The pipeline stalls for register movement are noticable
in real code as a 20% or higher performance hit.
It makes the entire process of using an FPU or NEON kind of a chore,
to implement an optimization and see all the benefits
removed because of the design of the ABI allowing FPU emulation. Your
best option is then to force inline everything and hope
for the best.
I think I pointed out in the wiki, and I think it was Martin who did
the test, while the ARM EABI docs say that generated
objects from the compiler have the build information embedded into
them, and any compiler (including your version :) will
refuse to link together softfp and hardfp objects, somehow this
information is lost in the translation to ELF, or ld.so does
not bother to check, so a hardfp, linked, stripped or unstripped
executable can be linked successfully with a softfp
linked, stripped or unstripped dynamic shared object. And this causes
something approaching you expect a function to
work on FPU arguments but the hardfp executable is operating on FPU
registers and the softfp library expects it to be in
the integer registers. The work is done but they're looking in the wrong places.

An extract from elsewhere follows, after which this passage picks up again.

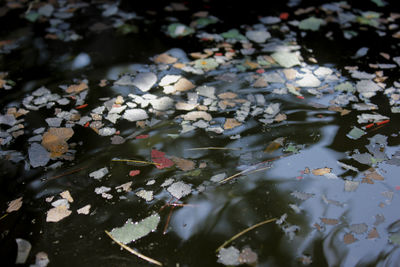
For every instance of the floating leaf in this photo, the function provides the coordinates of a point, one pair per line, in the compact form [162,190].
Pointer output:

I think that checking needs to be looked at somewhere, and I think
that's something Codesourcery are good at :)
Until that fix goes in the only consideration right now is that you
shouldn't be able to even install - without a massive
warning from the packager - a hardfloat binary on top of a softfloat
system or vice versa - since every dependency
needs to be compiled using the same ABI.
What would not be so great is that even if it was fixed, the option to
use a faster floating point ABI drags in a clone of
every package on your system (at the very least, libc, libm, and all
the system library dependencies) increasing the
size of the installed system. If you can guarantee you're running on a
system with certain minimum requirements it
makes a lot of sense to design the OS to those certain minimum
requirements. armel covers the ones that don't
match up, and uses softfp to basically bridge the gap between running
a system with FPU vs one without, and selecting
the FPU capabilities and loading the right libraries as a matter of
course. The same will be true of the new port: but
VFPv3-D16 is guaranteed, hard float ABI is guaranteed, and things like
NEON or fp16 are loaded automatically
depending on capabilities. What it does is increases performance while
reducing the installed footprint of the system.
Matt Sealey <email@example.com>
Product Development Analyst, Genesi USA, Inc.